Here I try to lay out a proof of progressive taxation, and then expand that to a model demonstrating what a 15% taxable profit margin between productive business and financial investment has done to our economy.
Then I work on showing why the Federal Reserve should work towards inflation to help solve this, while the Federal Reserve is incapable of resolving it alone. That bit is a work in progress that I'm trying to get back to, so feel free to pitch in your thoughts!
If a trucker is making 5 cents per dollar of wear on a road but his trucking company makes 50 cents per dollar of wear, the trucking company's income needs to be taxed at a higher rate than the truckers in order to fairly maintain the road.
Of you tax both at 10%, and each make $100, you now have $20 to repair $55 in wear on the road.
And if the trucking company pays for ads and lobbies congress to convince people that social insurance programs, not low tax rates, are bankrupting this country, then that company is attempting to profit by exploiting the lower classes who pay into and rely on those social insurance programs.
Having established the mathematical fairness of progressive taxation, let's look at the Laffer curve and the claim that lowering taxes can raise tax revenues. Let's start by balancing trucker and trucking company tax rates at 20% for truckers and 35% for companys, so now we are at least paying the system what we owe.

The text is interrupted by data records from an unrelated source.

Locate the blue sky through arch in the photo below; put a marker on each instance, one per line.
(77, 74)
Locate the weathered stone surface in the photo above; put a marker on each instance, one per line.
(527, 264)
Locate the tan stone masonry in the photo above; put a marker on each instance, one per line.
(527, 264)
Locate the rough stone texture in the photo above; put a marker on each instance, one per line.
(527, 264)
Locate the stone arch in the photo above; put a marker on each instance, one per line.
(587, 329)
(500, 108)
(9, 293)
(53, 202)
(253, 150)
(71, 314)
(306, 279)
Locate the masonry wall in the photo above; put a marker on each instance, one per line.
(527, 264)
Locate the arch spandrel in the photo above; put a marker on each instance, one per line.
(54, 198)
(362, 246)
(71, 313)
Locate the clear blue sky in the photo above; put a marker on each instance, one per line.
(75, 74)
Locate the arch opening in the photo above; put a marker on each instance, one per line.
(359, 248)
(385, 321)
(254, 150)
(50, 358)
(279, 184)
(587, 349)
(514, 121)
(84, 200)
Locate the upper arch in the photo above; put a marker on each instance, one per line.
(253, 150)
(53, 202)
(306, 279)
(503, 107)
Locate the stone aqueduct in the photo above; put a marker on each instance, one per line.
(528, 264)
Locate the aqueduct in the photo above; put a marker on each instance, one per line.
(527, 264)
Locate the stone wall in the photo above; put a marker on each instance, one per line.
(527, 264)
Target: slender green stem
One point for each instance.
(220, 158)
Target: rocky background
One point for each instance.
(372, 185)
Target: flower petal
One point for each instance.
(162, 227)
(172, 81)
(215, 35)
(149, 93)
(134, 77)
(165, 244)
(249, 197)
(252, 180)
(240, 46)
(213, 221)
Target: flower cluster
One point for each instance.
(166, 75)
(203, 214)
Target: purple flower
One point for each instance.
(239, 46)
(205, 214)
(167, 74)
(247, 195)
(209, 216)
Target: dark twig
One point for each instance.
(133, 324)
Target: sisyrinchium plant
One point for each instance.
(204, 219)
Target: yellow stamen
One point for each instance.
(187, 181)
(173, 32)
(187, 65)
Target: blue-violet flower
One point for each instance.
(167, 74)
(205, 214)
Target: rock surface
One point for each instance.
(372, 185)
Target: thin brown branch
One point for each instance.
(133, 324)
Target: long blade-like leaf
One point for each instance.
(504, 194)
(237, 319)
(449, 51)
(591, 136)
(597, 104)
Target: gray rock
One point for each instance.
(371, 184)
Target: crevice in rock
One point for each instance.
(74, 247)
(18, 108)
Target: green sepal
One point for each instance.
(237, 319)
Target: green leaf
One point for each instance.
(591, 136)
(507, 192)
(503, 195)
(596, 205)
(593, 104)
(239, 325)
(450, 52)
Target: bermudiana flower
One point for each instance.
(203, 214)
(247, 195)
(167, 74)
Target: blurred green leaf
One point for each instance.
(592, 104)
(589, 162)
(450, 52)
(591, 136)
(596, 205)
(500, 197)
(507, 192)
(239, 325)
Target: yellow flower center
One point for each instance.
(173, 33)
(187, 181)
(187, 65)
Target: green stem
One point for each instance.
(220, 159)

That company then goes to Bush Jr. and says "hey, if you lower my taxes I'll be able to hire more people and do more business, which will raise your total revenues!". So let's lower taxes on the company, just to 5%. How is this company's expanded business going to increase revenues, if every $100 of business they do now leaves a $5 deficit? It doesn't. Simple. The only way this can work is if taxes were already too high, and the only way to really tell if they are too high is to observe how the debt/GDP ratio reacts to a change.
It is abundantly clear that debt-to-GDP exploded as soon as Bush Jr.'s tax breaks were passed. So, did tax cuts improve revenues? Or even productivity? Only if you never intended on paying the bill.
http://www.angrybearblog.com/...
If taxes WERE too high, there would have been a systemic deficit on the business side, reducing the total amount of business they are doing. However, bringing taxes too low results in the same behavior, because businesses then find they don't have to do as much business to make the same profit. This may not inhibit all expansion, but any rational participant will take a safer road to higher profits and simply not expand rather than take unnecessary risks.
And to get into Bush Jr.'s tax cuts specifically, they simultaneously made financial investments much more attractive to those interested in acquiring risk. These combined, deficit exploding incentives to make investments and disincentives to expand productive business, compose a new financial system that manages a massive and continual concentration of wealth without seriously disturbing price stability.
This means
A: people are profitting from this idiocy and
B: disrupting price stability is a very accessible way for our society to break this system, but not necessarily fix it.
To clarify, there are instances of such robber-barony backfiring, Jay Gould's run on the gold market being an excellent example. But under the gold reserve this was like running a speculation bubble on your own national currency - not so smart because the market value of the money you just made goes nuts. In the current case, the price-defining mechanism between Federal Reserve and open market is still intact and working to keep prices stable as all non-speculative investment increasingly goes to U.S. Treasuries boosting their value and deflating the currency, and the Fed rides zero-interest to keep basic liquidity thus fending off the deflation.
So to think the inflation situation through, there are 2 possible layouts: 1 is an optimization problem much like the Laffer curve, where you have imports and exports, debt and savings - inflation reduces imports and brings up exports, reduces both debt and savings; 2 is the figuring out what available metric would have to be met to even generate monetary inflation at this point, after 3 years of QE brought none, and if that is another influence on how problem 1 works.